Épictète, Entretiens, 1, 18, trad. É. Bréhier.


 

 "Dès l'aurore, dis-toi par avance : « Je rencontrerai un indiscret, un ingrat, un insolent, un fourbe, un envieux, un insociable. Tous ces défauts sont arrivés à ces hommes par leur ignorance du bien et des maux. Pour moi, ayant jugé que la nature du bien est le beau, que celle du mal est le laid, et que la nature du coupable lui-même est d'être mon parent, non par la communauté du sang ou d'une même semence, mais par celle de l'intelligence et d'une même parcelle de la divinité, je ne puis éprouver du dommage de la part d'aucun d'eux, car aucun d'eux ne peut me couvrir de laideur.
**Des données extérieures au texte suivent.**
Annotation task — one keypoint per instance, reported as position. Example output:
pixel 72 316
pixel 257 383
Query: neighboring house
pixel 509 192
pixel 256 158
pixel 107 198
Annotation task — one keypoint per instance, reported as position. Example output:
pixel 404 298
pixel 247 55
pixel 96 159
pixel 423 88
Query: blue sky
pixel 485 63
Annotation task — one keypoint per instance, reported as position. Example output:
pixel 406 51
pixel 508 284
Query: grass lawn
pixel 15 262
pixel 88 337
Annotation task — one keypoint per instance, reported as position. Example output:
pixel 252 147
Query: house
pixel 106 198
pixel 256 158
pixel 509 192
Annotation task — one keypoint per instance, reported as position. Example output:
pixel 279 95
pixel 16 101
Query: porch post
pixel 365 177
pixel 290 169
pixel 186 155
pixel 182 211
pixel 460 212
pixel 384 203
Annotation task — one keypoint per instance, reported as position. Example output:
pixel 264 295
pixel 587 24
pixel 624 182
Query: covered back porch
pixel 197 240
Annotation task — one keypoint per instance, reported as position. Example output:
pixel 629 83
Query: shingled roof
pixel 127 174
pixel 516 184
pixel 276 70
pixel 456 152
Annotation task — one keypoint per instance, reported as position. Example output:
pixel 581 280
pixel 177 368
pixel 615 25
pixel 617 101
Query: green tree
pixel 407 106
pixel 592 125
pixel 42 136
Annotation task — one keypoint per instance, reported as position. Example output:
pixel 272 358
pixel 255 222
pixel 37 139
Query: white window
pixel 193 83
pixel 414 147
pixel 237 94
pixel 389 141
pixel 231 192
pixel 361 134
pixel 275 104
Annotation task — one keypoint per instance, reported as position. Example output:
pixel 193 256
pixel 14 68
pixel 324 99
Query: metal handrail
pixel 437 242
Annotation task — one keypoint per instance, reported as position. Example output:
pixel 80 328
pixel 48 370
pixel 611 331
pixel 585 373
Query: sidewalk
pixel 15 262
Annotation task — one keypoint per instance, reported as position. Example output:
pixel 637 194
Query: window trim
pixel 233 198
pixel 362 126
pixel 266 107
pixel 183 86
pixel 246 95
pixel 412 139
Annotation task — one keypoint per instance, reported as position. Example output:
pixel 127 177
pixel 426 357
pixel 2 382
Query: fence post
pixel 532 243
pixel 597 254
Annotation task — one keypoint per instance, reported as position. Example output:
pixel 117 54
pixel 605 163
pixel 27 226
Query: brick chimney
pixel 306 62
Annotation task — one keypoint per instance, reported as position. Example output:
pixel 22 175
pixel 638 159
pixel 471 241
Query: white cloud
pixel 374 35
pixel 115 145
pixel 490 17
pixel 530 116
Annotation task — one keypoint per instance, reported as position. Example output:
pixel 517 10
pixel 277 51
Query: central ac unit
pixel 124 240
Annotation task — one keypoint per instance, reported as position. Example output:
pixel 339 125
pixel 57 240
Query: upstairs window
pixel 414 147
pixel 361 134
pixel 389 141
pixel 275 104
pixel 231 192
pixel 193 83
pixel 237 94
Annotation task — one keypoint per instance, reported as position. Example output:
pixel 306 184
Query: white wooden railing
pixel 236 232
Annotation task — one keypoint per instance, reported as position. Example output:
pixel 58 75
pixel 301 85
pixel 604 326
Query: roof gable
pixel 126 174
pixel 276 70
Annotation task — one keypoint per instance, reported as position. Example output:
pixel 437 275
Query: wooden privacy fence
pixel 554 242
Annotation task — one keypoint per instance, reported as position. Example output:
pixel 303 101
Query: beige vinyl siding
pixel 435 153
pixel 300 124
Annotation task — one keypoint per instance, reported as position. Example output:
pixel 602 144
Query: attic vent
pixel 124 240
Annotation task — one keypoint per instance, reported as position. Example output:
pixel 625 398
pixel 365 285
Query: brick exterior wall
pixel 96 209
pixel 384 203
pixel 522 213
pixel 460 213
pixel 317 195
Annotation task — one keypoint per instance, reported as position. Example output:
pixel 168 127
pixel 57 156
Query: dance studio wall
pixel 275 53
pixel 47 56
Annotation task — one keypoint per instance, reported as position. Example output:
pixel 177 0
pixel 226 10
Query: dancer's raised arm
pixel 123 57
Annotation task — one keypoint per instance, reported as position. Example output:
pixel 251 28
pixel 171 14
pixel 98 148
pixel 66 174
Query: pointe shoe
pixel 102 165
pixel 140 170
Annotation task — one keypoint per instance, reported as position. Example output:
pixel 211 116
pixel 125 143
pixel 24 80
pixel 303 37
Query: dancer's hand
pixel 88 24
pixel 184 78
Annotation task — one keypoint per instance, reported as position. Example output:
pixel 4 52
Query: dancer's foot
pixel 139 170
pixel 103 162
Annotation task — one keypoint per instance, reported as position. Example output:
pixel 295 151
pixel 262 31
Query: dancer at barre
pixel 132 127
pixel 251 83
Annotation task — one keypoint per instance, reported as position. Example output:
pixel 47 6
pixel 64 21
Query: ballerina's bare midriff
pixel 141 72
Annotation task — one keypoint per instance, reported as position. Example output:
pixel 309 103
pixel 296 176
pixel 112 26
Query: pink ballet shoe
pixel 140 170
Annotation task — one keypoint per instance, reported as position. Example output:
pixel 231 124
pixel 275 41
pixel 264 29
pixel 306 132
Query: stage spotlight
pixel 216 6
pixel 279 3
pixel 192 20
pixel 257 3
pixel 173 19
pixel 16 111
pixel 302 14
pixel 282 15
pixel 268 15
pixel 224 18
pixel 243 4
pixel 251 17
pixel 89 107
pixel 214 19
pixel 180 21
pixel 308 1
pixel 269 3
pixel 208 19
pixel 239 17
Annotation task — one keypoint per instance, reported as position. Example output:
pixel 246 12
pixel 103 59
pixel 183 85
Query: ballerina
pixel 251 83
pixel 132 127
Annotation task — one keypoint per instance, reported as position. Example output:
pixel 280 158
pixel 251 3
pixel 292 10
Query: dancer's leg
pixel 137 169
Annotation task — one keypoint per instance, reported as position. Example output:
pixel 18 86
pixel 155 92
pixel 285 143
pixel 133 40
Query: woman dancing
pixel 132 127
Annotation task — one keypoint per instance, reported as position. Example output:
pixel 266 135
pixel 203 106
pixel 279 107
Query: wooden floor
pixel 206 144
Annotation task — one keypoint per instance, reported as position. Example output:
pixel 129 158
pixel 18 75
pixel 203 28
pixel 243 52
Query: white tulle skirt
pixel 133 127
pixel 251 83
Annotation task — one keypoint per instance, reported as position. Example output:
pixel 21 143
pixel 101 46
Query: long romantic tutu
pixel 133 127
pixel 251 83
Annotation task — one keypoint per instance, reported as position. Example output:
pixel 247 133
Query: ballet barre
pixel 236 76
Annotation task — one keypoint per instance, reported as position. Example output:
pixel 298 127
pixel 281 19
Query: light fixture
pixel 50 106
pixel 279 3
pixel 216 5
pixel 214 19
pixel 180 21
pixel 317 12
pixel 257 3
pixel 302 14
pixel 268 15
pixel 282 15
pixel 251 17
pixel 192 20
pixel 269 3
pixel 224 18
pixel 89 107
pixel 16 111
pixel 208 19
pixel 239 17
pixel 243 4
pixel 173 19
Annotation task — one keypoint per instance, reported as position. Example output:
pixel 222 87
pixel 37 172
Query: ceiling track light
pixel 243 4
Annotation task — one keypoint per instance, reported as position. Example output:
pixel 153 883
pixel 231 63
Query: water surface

Je ne puis pas non plus m'irriter contre un parent, ni le prendre en haine, car nous sommes nés pour coopérer, comme les pieds, les mains, les paupières, les deux rangées des dents, celle d'en haut et celle d'en bas. Se comporter en adversaires les uns des autres est donc contre nature, et c'est agir en adversaire que de témoigner de l'animosité ou de l'aversion.» "
 
Marc-Aurèle, Pensées pour moi-même, Livre II, § 1, tr. fr. Mario Meunier, GF, 1964, p. 39.

 

  "De la haine naît la tristesse et quand la haine est grande elle produit la colère. Cette dernière ne s'efforce pas seulement, comme la haine, à s'éloigner par la fuite de la chose haïe, mais tend aussi à la détruire quand cela est faisable. De cette grande haine sort aussi l'Envie. Mais de l'aversion naît une certaine tristesse, puisque nous nous efforçons de nous priver d'une chose qui, puisqu'elle est réelle, a aussi son essence et sa perfection.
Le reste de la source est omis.